Tout se passait parfaitement bien. Nous avions réussi à rattraper Alphand qui était parti devant. Et tout d’un coup le moteur s’est arrêté après un freinage.


Wulfert Van Ginkel (HOL - Ginaf - Vainqueur)

C’est ma première victoire d’étape sur le Dakar avec le camion que nous construisons nous-mêmes. C’est un grand jour. Ginaf c’est notre entreprise : GIN pour le début de notre nom et AF pour Autombile Factory. Nous fabriquons des camions off road que nous vendons partout dans le monde. Cette victoire est une très belle exposition pour la marque.
Ce camion représente la nouvelle génération.
Durant l’étape elle-même on a roulé avec Stacey et Mardeev. Mais nous, on était parti en 8ème position ce matin. C’est mon 5ème Dakar. Je trouve que ça va très vite et qu’il y a un très haut niveau de pilotage.


Ales Loprais (RTC - Tatra - 3ème)

Cette étape a été très dure, comme tout ce Dakar. C’est mon premier en tant que pilote et je n’ai que 27 ans. On a juste un camion standard modifié au niveau du moteur et des suspensions, c’est tout. Et nous n’avons qu’un véhicule d’assistance. Personne derrière en course. Cela explique qu’on soit contents de cette 3ème place sur l’une des étapes dures de cette édition. En plus nous ne sommes que deux en cabine. J’espère que ça ira de mieux en mieux jusqu’à Dakar.

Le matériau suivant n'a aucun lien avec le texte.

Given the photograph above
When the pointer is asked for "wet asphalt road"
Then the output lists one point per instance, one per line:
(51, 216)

Philippe Jacquot (FRA - Man - 4ème)

Hier on a dû changer une jante. Sans jante de secours, on a roulé en ménageant. Et aujourd’hui j’ai encore joué la sécurité. En roulant quand même sur un rythme soutenu, mais sans jamais faire l’élastique. A 140 kilomètres de l’arrivée, nous avons doublé le Kamaz de Mardeev, puis on a fait une recherche de WPM et il nous a repassé. On s’en est alors servi comme d’un lièvre et nous avons tracé derrière lui jusqu’à l’arrivée. Je suis content de la bonne tenue du camion et des places d’honneur que l’on fait jusqu’à maintenant dans les étapes.